Agencias
TULUM .- La violencia volvió a irrumpir en uno de los escaparates turísticos más promocionados del Caribe mexicano. La madrugada de este viernes, un hombre fue ejecutado a balazos en el acceso principal de un festival internacional de música electrónica realizado en la zona de la avenida Kukulkán, en un hecho que las autoridades intentaron ocultar por todos los medios, pero que terminó por salir a la luz gracias a asistentes y familiares que lo difundieron en redes sociales.
El ataque ocurrió durante las primeras horas del día, cuando el evento “Themplo” aún concentraba a cientos de personas, en su mayoría turistas extranjeros.
De acuerdo con información preliminar, sicarios armados dispararon de manera directa contra la víctima, quien recibió al menos dos balazos, uno en el pecho y otro en la espalda. Así quedó sin vida en plena vía pública.
Peritajes iniciales señalan que en el lugar se realizaron al menos seis detonaciones con arma de fuego calibre 9 milímetros. El cuerpo permaneció tendido varios minutos mientras se intentaba controlar la escena y evitar que el hecho trascendiera.

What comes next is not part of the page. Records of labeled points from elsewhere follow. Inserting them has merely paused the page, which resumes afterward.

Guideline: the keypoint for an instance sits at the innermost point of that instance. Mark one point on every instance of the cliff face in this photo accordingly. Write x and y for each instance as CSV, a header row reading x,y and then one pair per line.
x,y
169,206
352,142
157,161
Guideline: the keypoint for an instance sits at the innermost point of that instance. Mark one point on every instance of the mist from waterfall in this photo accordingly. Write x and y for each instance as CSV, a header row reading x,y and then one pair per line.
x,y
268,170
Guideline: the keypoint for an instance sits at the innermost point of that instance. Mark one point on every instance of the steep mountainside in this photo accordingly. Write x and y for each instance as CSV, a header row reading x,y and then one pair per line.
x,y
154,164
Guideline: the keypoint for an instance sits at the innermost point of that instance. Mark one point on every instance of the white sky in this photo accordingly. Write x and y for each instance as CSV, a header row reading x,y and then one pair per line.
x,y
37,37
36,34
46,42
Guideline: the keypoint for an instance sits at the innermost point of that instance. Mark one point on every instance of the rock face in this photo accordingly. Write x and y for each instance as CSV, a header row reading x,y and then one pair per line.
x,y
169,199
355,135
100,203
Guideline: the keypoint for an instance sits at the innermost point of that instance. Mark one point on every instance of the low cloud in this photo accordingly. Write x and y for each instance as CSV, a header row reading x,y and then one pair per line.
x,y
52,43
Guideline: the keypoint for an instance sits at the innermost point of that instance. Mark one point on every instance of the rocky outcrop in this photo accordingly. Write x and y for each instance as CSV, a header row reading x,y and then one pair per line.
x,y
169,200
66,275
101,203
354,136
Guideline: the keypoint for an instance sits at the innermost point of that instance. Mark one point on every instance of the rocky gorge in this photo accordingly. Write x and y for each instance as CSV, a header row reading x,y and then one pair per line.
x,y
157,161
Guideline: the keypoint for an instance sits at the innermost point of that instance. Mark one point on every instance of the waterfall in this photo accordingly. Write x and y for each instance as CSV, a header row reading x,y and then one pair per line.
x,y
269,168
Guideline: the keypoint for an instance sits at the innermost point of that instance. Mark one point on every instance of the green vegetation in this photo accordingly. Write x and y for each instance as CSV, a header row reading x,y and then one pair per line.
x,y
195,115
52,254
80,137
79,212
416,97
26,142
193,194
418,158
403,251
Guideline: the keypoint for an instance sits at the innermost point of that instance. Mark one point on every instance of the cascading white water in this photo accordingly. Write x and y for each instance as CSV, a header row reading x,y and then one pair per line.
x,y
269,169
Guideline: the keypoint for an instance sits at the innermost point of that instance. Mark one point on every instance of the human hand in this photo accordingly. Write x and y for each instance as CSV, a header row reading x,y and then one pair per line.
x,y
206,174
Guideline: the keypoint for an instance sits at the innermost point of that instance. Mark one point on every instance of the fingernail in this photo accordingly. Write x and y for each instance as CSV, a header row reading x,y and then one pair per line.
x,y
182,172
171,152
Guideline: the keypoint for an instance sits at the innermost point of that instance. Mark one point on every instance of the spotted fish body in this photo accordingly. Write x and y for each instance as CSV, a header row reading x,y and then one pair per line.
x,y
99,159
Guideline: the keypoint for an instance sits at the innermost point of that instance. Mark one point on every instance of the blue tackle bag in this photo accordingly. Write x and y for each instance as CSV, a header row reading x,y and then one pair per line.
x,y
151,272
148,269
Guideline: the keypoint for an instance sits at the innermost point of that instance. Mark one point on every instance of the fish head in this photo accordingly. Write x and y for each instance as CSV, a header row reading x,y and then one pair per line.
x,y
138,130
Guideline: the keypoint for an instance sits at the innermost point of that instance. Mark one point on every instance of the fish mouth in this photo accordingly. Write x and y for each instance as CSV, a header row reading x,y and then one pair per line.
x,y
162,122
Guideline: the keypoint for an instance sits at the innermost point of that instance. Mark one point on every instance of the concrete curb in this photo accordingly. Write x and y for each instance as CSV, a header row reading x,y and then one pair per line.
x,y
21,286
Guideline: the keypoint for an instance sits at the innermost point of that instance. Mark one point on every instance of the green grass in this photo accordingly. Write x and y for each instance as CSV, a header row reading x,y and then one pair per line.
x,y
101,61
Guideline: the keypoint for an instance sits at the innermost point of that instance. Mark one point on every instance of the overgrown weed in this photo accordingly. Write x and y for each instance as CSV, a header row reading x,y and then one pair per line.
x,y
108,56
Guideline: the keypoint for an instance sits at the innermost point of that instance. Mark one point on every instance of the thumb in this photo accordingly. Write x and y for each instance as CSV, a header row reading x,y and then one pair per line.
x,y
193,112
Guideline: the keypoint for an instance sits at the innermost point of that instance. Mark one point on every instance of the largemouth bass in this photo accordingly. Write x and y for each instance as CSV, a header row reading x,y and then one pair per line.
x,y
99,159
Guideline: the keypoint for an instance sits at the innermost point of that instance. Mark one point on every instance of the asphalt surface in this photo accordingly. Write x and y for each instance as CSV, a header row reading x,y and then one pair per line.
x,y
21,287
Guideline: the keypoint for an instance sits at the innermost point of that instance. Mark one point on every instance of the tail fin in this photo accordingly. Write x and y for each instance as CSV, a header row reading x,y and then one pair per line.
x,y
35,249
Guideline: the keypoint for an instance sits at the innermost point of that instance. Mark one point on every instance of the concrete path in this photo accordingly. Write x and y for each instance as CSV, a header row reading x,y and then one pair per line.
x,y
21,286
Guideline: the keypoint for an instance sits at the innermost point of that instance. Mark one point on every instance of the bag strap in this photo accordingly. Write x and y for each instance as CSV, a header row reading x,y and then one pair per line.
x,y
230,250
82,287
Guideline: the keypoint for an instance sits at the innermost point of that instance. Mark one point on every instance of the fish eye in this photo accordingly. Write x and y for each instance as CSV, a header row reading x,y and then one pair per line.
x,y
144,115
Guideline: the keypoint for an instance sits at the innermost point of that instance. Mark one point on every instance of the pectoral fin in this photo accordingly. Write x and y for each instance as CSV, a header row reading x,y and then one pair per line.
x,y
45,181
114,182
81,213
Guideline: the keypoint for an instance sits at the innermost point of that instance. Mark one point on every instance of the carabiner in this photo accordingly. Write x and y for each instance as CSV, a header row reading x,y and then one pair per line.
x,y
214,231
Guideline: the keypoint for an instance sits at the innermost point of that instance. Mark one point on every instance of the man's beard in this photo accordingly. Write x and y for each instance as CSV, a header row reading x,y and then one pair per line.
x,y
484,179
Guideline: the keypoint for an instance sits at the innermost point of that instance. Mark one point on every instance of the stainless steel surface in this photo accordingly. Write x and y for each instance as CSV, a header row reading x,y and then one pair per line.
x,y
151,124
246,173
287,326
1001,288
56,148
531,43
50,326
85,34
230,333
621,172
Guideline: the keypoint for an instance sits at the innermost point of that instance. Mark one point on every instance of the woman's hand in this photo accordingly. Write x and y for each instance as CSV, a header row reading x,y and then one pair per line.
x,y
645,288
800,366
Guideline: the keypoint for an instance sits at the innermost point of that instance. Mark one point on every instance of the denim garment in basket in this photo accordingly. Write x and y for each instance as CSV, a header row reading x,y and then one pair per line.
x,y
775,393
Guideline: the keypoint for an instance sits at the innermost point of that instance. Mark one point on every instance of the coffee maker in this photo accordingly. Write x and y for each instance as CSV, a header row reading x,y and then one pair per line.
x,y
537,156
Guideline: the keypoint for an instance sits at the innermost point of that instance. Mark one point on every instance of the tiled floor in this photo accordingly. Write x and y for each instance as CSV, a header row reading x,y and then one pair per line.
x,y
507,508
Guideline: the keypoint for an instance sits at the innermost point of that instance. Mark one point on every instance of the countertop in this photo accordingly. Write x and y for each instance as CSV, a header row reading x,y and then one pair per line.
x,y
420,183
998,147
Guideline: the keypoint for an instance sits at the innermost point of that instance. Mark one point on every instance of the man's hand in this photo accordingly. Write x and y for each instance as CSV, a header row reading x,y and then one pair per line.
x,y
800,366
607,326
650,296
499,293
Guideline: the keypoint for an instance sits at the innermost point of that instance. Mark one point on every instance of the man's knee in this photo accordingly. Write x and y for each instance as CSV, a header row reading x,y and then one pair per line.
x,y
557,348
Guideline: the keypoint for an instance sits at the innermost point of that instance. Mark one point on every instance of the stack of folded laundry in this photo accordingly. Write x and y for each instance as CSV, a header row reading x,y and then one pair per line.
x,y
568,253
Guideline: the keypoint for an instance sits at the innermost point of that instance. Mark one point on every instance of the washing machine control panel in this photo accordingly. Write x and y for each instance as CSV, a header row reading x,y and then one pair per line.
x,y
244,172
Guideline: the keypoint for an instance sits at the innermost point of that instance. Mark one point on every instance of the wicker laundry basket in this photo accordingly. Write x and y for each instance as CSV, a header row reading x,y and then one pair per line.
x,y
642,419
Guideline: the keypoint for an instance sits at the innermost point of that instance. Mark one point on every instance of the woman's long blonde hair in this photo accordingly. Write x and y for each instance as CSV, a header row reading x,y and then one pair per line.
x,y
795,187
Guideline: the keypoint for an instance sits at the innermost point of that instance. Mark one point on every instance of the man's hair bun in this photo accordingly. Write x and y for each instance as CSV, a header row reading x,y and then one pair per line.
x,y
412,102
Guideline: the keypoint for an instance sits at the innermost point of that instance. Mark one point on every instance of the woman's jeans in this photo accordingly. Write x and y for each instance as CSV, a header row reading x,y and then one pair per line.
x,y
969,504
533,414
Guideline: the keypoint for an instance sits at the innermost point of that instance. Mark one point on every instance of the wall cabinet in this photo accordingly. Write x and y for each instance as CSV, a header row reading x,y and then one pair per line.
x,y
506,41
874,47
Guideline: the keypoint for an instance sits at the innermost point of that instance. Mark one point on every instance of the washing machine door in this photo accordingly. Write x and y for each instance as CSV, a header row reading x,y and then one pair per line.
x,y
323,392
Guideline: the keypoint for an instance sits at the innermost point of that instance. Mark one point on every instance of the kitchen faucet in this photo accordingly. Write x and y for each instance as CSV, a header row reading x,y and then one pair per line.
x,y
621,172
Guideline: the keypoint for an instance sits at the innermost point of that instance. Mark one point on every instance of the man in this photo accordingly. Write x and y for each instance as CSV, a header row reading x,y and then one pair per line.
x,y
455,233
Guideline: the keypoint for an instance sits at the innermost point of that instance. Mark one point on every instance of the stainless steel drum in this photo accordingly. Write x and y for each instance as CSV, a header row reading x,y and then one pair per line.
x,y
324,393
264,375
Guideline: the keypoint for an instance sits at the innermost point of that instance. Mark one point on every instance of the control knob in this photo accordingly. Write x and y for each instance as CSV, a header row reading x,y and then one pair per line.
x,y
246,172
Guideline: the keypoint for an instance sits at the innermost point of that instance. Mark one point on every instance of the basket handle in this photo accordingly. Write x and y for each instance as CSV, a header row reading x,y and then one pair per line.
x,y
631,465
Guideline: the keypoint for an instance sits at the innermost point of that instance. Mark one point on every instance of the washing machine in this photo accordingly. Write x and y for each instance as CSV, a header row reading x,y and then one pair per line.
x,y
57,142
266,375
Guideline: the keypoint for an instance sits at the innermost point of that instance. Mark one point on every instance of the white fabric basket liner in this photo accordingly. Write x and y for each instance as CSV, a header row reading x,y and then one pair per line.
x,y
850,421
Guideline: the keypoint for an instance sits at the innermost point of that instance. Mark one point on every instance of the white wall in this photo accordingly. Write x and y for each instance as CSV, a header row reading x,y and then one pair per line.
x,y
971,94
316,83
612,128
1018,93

Aunque corporaciones de seguridad desplegaron un operativo discreto y evitaron emitir información inmediata, la estrategia de minimizar lo ocurrido se vino abajo cuando asistentes al festival comenzaron a publicar mensajes alertando sobre la ejecución.
Familiares de personas que acudieron al evento también difundieron su preocupación, obligando a las autoridades a reconocer de manera indirecta el homicidio.
Este intento de opacidad, bajo el argumento de no dañar la imagen del destino en plena temporada alta, volvió a evidenciar la fragilidad de los esquemas de seguridad en eventos masivos y la prioridad gubernamental de cuidar la narrativa turística por encima del derecho a la información y la seguridad pública.